A new batch of ten Slinn Pickings

  • Sterility in frogs caused by environmental pharmaceutical progestogens – Frogs appear to be very sensitive to progestogens, a kind of pharmaceutical that is released into the environment. Female tadpoles that swim in water containing a specific progestogen, levonorgestrel, are subject to abnormal ovarian and oviduct development, resulting in adult sterility.
  • Inhaling ‘Red Mud Disaster’ dust may not be as harmful to health as feared – Scientists in Hungary are reporting that the potential health effects of last October’s Red Mud Disaster, one of the worst environmental accidents in Europe, may be less dangerous than previously feared.

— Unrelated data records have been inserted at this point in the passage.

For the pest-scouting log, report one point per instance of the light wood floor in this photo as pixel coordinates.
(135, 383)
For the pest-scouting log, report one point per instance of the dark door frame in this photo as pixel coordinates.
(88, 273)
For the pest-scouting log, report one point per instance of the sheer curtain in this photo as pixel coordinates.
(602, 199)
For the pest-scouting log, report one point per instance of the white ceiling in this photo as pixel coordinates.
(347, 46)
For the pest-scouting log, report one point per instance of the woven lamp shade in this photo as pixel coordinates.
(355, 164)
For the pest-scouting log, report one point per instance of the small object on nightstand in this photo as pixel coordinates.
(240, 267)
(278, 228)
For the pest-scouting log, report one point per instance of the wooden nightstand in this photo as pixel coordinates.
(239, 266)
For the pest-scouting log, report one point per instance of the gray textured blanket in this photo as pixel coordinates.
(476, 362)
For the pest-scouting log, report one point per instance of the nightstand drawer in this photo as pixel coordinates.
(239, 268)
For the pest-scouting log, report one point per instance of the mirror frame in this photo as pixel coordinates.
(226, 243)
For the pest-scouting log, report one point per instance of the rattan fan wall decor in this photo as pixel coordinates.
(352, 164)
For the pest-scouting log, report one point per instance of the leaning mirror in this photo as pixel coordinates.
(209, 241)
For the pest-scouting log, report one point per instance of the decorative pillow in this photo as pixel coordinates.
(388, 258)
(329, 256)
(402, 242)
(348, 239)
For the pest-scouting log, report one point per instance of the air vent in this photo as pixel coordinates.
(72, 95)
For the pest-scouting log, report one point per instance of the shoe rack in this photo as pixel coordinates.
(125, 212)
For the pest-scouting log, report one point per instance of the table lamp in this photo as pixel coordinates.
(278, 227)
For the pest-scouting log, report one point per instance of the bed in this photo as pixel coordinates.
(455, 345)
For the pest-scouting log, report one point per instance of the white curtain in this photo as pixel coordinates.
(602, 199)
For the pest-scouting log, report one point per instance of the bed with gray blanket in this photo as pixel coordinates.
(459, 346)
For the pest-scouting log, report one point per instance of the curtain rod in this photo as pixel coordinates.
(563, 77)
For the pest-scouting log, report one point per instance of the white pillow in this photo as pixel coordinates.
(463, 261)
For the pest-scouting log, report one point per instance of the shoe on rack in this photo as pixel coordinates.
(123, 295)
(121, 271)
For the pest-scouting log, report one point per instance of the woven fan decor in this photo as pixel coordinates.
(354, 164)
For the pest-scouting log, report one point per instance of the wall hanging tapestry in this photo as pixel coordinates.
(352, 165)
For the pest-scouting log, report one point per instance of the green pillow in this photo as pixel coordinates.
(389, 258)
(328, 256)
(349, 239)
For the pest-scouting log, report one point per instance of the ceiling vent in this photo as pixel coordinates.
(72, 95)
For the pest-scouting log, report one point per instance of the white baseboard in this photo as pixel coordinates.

  • First identification of endocrine disruptors in algae blooms – Scientists are reporting for the first time that previously unrecognized substances released by algae blooms have the potential to act as endocrine disruptors, which can interfere with the normal activity of reproductive hormones. The effect is not caused by microcystin toxins, long recognized as potentially harmful to humans and aquatic animals, but as yet unidentified substances. As a result, the scientists are calling for a revision of environmental monitoring programs to watch for these new substances.
  • Discovery of blood proteins that are red flags for ectopic pregnancy – A long, urgent search for proteins in the blood of pregnant women that could be used in early diagnosis of ectopic pregnancy has resulted in discovery of biomarkers that seem to be specific enough to begin testing in clinical trials, scientists are reporting in a new study in ACS’s Journal of Proteome Research.
  • Killer paper for next-generation food packaging – Scientists are reporting development and successful lab tests of “killer paper,” a material intended for use as a new food packaging material that helps preserve foods by fighting the bacteria that cause spoilage. The paper, described in ACS’s journal, Langmuir, contains a coating of silver nanoparticles, which are powerful anti-bacterial agents.
  • New material provides 25 percent greater thermoelectric conversion efficiency – Automobiles, military vehicles, even large-scale power generating facilities may someday operate far more efficiently thanks to a new alloy developed at the U.S. Department of Energy’s Ames Laboratory.
  • Pivot Points – Criminal Chemists – Unfortunately, as in any discipline, criminal chemists do exist and are increasingly trawling the scientific literature for inspiration and legal workarounds.
  • Monitoring morphological changes during electrodeposition of material with AFM – The copper Damascene electrodeposition is a key fabrication process, currently used in state-of-the-art, multilevel copper metallization of microelectronic interconnects that range from transistor to circuit board length scale. This report effectively demonstrates the ability of the FlexAFM to monitor morphological changes during electrodeposition of material on an electrode surface.
  • Zinc can ease cold symptoms – study – Zinc supplements can reduce the severity and duration of common cold symptoms, a study has found.
  • Remote powered lab on a chip – A team of US scientists has developed the first lab on a chip device to be powered remotely. Wen Qiao at the University of California, San Diego, made a microfluidic chip that can be powered with a commercially available radio frequency transmitter for electrophoresis experiments.

Another high yielding news day from Robert Slinn for Reactive Reports in his regular column: Slinn Pickings.